On the left are dynamic images, on the right are static images.
Global pattern analysis.
Analyses of eye-tracking data were firstly carried out within the total number of clusters formed in the paintings, corresponding to the sum of all clustered areas. For this purpose two indexes were created: 1) the total number of fixations per image, obtained by summing the number of fixations recorded for each cluster; 2) the mean duration of a fixation, obtained by dividing the total duration of fixations by the total number of fixations.
Gazing behavior within each cluster was analyzed.
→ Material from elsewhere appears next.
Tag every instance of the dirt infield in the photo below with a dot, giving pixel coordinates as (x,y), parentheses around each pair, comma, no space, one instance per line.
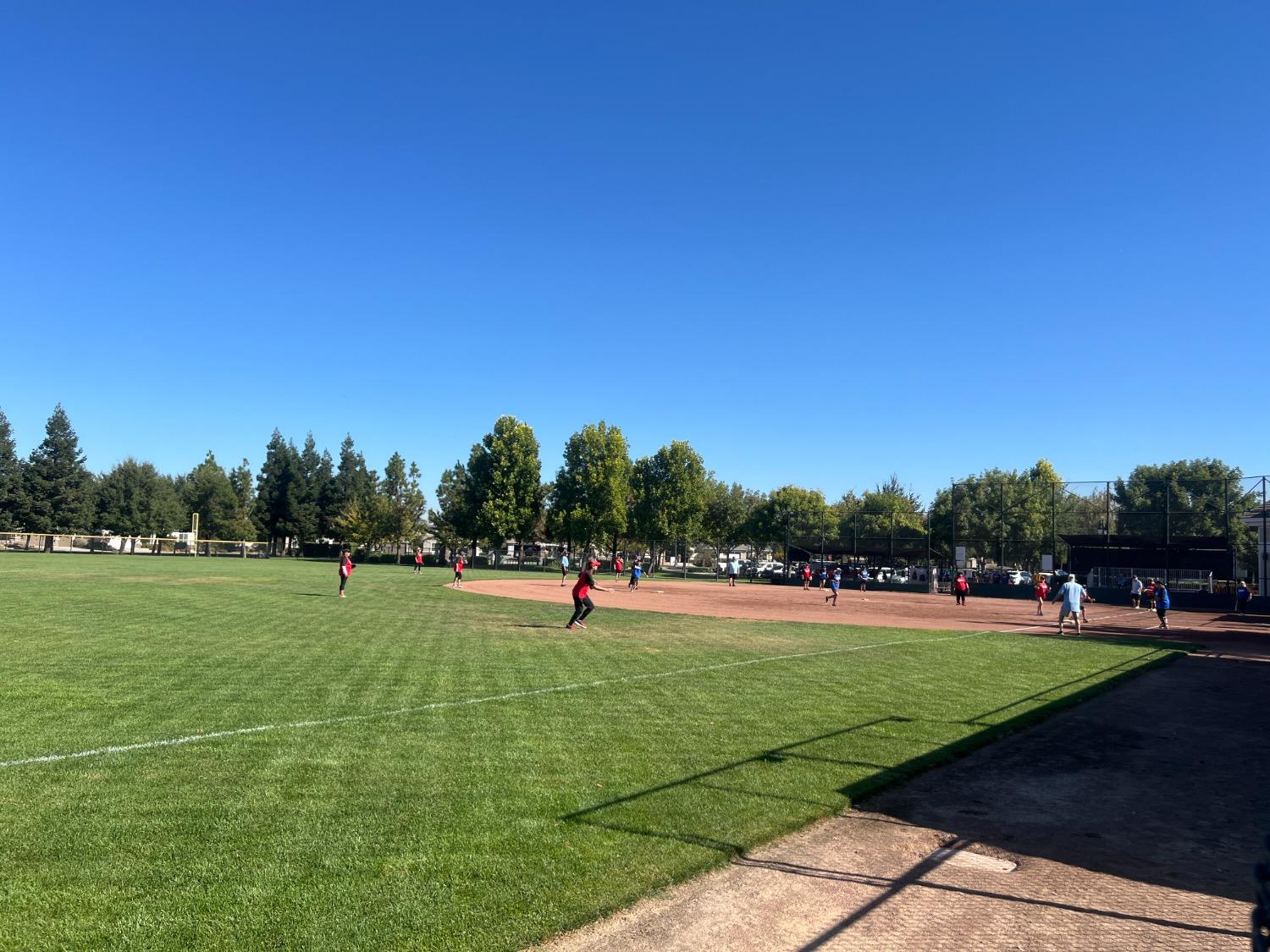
(1222,634)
Since the minimum number of clusters built across all images was 4 (range 4–20), only the first 4 clusters (Regions of Interest, ROI) formed in temporal order of exploration were considered for the cluster analysis. The variables measured in this analysis are described in Table 1.
Latent Class Analysis.
Latent class analysis (LCA) models containing one through four classes were fitted to the data using the 3.0 version of the Latent GOLD software . LCA aims to define groups of subjects on the basis of the probability that each subject belongs to a specific group, investigating associations among a set of variables. This statistical method is particular useful and powerful because it does not rely on the traditional modeling assumptions and therefore it is less subject to biases associated with non-parametric data. The rationale for LCA is that the observed distance between subjects with respect to a specific set of variables is reduced by the identification of n classes, which maximize the internal homogeneity as well as the inter-class heterogeneity. Furthermore, unlike other techniques (for example K-means clustering), LCA provides various diagnostic tools in order to determine the optimal number of clusters. One of these is the Bayesan Information Criterion (BIC), based on the maximum likelihood function that allows selecting the best model among a finite set of models .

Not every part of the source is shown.